I was particularly impressed by the idea of flying about with a liquid metal reactor. 

If a single rifle shot to the cooling system might bring down a P-51 (or whatever) in an unspectacular way, consider how much more interesting an isolated breach exposing elemental sodium to the atmosphere in an aircraft would look.


----------



## Matt308 (May 15, 2009)

The crazy '50s.


----------



## siznaudin (Jul 15, 2009)

mlsco said:


> Let's not forget the nuclear-powered aircraft studies during the 1950's, as well.
> 
> Consider building a reactor well enough shielded not to fry the crew and still light enough to get off the ground...



Didn't the ruskies do the same thing, but saved weight by cutting down on the (expendable) crew shielding?


----------



## lingo (Jul 15, 2009)

Sweb said:


> Ever read about the US Navy's soft carrier deck experiments designed to cushion the landings of planes without landing gears? Yep, the thinking was if planes didn't need landing gear they could be built much lighter and carry more fuel and ordnance. So, a resilient deck was experimented with and they actually tested it by pan-caking (gear up) some Grumman Cougars on it. It didn't work either.
> 
> The British also tried this using a Vampire flown by Eric 'Winkle' Brown. A great way to scrap aircraft.


----------



## Waynos (Jul 15, 2009)

I wasn't aware the USN had also tried gearless deck landings, I thought the RN took all the blame for that one. So who was daftest, the service that thought of it first or the one that said 'ooh, we'll try that' 

There have been several attempts to make bombers carry their own fighters, ever since WW1, but I think syscom's tiptow is the maddest of them all. At least the others were 'sort of' sensible, in a purely relative sense, by hooking the planes fuselage onto something designed for the job, however badly


----------



## Waynos (Jul 15, 2009)

I also think one of the maddest schemes ever was the USN VTOL fighter project that resulted in the XFV-1 and XFY-1. Take off and flight were one thing, but landing vertically backwards!?!?


----------



## syscom3 (Jul 15, 2009)

Waynos said:


> I also think one of the maddest schemes ever was the USN VTOL fighter project that resulted in the XFV-1 and XFY-1. Take off and flight were one thing, but landing vertically backwards!?!?




I forgot about that.


----------



## vikingBerserker (Jul 15, 2009)

Waynos said:


> I wasn't aware the USN had also tried gearless deck landings, I thought the RN took all the blame for that one. So who was daftest, the service that thought of it first or




Why do I keep thinking of a Nerf Carrier????


----------



## siznaudin (Jul 16, 2009)

Yeah - as usual, I got it half right  Here's Wiki's version of the project.

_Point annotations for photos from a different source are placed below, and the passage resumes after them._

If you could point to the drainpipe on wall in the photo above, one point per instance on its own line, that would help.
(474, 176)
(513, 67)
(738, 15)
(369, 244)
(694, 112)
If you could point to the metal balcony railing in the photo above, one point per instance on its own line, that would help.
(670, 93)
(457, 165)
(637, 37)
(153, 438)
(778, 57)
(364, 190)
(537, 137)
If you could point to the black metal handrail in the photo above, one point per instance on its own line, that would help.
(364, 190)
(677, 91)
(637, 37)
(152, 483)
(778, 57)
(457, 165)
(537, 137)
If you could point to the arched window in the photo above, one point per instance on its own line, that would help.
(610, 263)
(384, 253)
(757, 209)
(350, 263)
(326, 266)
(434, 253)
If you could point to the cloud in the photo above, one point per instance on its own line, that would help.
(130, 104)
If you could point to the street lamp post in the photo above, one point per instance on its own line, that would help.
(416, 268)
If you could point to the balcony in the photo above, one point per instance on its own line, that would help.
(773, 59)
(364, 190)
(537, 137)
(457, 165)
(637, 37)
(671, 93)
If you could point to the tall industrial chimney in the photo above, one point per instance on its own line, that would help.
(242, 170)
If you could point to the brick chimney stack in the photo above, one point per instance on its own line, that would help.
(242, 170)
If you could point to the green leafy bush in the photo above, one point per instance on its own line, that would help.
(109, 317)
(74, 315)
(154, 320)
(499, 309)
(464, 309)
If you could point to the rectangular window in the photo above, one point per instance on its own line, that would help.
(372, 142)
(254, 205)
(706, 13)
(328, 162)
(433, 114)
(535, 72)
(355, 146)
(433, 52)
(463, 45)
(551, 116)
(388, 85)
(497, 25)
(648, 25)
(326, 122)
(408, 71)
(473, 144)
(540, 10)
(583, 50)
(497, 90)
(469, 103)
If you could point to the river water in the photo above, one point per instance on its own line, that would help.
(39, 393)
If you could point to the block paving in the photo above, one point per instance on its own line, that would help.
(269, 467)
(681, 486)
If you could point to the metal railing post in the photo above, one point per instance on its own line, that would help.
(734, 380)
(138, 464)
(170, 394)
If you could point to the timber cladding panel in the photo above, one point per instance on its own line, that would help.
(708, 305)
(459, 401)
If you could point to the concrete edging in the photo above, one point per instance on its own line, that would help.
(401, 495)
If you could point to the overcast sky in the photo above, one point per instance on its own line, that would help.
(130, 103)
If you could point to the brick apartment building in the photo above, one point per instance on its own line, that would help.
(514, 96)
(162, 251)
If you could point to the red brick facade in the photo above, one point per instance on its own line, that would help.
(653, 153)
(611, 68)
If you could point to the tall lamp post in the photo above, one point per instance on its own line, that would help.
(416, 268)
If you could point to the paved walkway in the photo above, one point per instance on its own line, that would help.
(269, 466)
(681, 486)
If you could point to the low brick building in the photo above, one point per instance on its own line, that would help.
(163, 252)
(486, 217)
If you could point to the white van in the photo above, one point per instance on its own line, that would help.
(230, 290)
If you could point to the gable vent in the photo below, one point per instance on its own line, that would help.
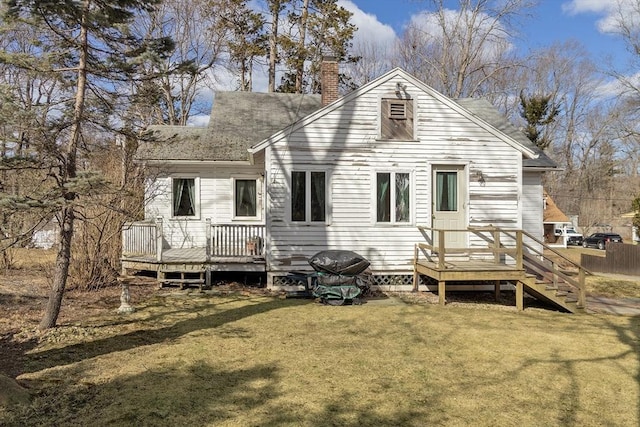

Tupolev Tu-119 - Wikipedia, the free encyclopedia


----------



## mkloby (Jul 17, 2009)

Waynos said:


> I also think one of the maddest schemes ever was the USN VTOL fighter project that resulted in the XFV-1 and XFY-1. Take off and flight were one thing, but landing vertically backwards!?!?



Kinda scares me even thinking about landing the damn thing. There's a natural tendency to drive the plane in the direction that you're looking... and landing in that regime looking backward over your shoulder would be very dangerous with respect to drift.


----------



## Waynos (Jul 17, 2009)

It would be wierd/difficult enough on a runway. Transfer the experience to a Carrier at sea, with the deck rising and falling beneath you and thats going to give you brown underpants!


----------



## RabidAlien (Jul 17, 2009)

Maybe a rear-mounted camera hooked in to a tv monitor in the cockpit? Kinda like the backup camera in SUV's nowadays?

For a carrier landing, I'd imagine a similar setup to how they land helicopters in heavy seas (correct me if I'm wrong!), where they lower a cable and basically hover, the carrier winches the helicopter down on the deck.


----------



## Njaco (Jul 17, 2009)

Gearless deck landings

Aircraft carriers made of ice

Backwards landing aircraft

and only the Germans had crazy stuff?


----------



## Dans65 (Jun 8, 2010)

Some things are best kept secret, huh! I heard about this idea a while back, but never seen pictures, and forgotten over time. This is during a time when essentric ideas were a norm. We needed new ideas for the Cold War, and we had crazy pilots to experiment with...And they loved it! Without ideas like these, we wouldn't come up with better ones to toss these in the file 13 drawer. Thanks for posting...Really cool!

Dan


----------



## Loiner (Jun 11, 2010)

Just thinking aloud here, but I'm surprised something like this wasn't tried early in WWII when fighter escorts didn't have the range to escort bombers all the way to their targets in Germany. Perhaps some bombers could have been dedicated as glider tugs (similar to how Stirlings operated later) and each towed a couple of gliding Spitfires over with them, so they could start their engines when near the target, provide some fighter cover and cruise back on their own.


----------



## Matt308 (Jun 16, 2010)

Loiner said:


> Just thinking aloud here, but I'm surprised something like this wasn't tried early in WWII when fighter escorts didn't have the range to escort bombers all the way to their targets in Germany. Perhaps some bombers could have been dedicated as glider tugs (similar to how Stirlings operated later) and each towed a couple of gliding Spitfires over with them, so they could start their engines when near the target, provide some fighter cover and cruise back on their own.



Tried in WWI with dirigibles and parasite fighters. Not a new concept.


----------



## HealzDevo (Nov 20, 2010)

It was a serious attempt at a solution to what still remains a problem today. That fighters are vastly shorter-ranged than the bombers that they need to protect. And now bombers largely don't carry as much real offensive protection that fighter envelop lack could really be critical against a comparable opponent...

The conflicts the US has been involved in, with the current generation of bombers, really are against opponents that haven't had comparable air-power. 
In a conflict say, with China, the US Bombers would get absolutely mauled, I think, especially with current updated Chinese Equipment. 
China is catching up to the US in terms of military technology. They are starting to field a Humvee Avenger look alike, which the US only retired fairly recently.
This is a big catch-up. Chinese numbers, along with modern equipment would make any conflict with them very deadly and dangerous...


----------